Em termos de comparação tangível, visto que ao longo da aula tivemos uma conversa entre a videoarte no Brasil e em âmbito internacional – apesar de não intencionalmente -, devemos trazer como exemplo a obra “Global Groove” de Nam June Paik, curiosamente feito, também, em 1973. Assim, pode-se tornar possível enxergar com mais clareza essa especificidade do vídeo de Analívia Cordeiro em comparação com essa videoarte mais disruptiva de modo a tangibilizar um pouco melhor a diferença. Nam June Paik começou suas produções nos anos 60, mas a lógica de linguagem e de exploração foi, ao longo de sua carreira e pesquisa, ficando mais refinada, o que nos traz certa oportunidade de formular com mais clareza a diferença entre as obras brasileiras e as internacionais, visto que Paik teve um série de produções crescentes, fazendo experiências com essas características videoartística desde o começo de 1960, e, ao produzir “Global Groove” em 73 – mesmo ano em que Analívia Cordeiro produziu “M 3×3” – conseguimos balancear a evolução e a intenção mais mapeada em questão de linguagem na videoarte.  mas é o mesmo pensamento né então apesar. É, de certa forma, interessante comparar ambos os vídeos no sentido de que no início do vídeo de Paik o corpo tem uma presença muito marcada, assim como em toda a vídeo dança de Analívia Cordeiro, e, excluindo a camada de vídeo, talvez seja um corpo até mais convencional do que o apresentado Cordeiro, uma dança menos convencional e mais experimental enquanto linguagem do corpo, mas, por outro lado, é um corpo não coreografado, é um improviso dentro de estúdio com pessoas dançando sem qualquer planejamento anterior e, mais do que isso, é um desmonte do corpo e um reforço à linguagem, enquanto no vídeo da Analívia Cordeiro existe uma espécie de transparência da linguagem, um vídeo para que a coreografia apareça, sem tantas interferências na materialidade da imagem, mesmo que a montagem gere uma ou outra situação mais inusitada. 

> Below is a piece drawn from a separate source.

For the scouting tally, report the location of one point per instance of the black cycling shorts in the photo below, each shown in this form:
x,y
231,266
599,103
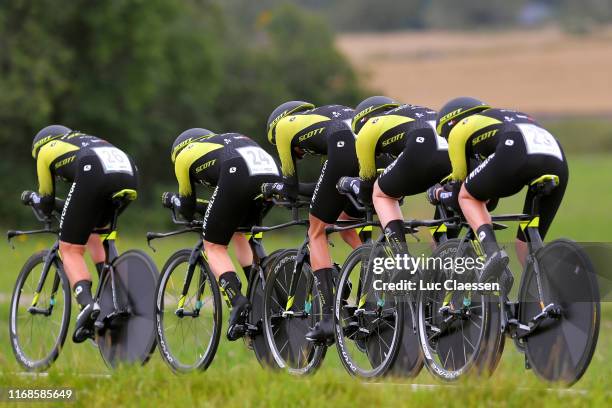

Cordeiro, se pensarmos numa continuidade mais tradicional, produzem seus vídeos sempre com a intenção de vermos o corpo como um elemento principal dentro da lógica de linguagem de sua obra, ao passo que Paik, e “Global Groove” tenta fazer com que o corpo se torne uma espécie de material na produção, um elemento completamente dissolvido, borrado, desmontado e subvertido que se torna plástico conforme as alterações são feitas numa mesa de edição, fazendo com que a materialidade da linguagem venha para primeiro plano na produção e o corpo desça um pouco para segundo plano. Paik, de certa forma, é muito mais ligados a um pensamento diferente ao do registro do corpo em coreografia, mas uma interface corpo e câmera, voltada à linguagem do vídeo de maneira a não ser interpretada como uma dança que foi filmada, sendo muito mais agressivo no tratamento gráfico da imagem.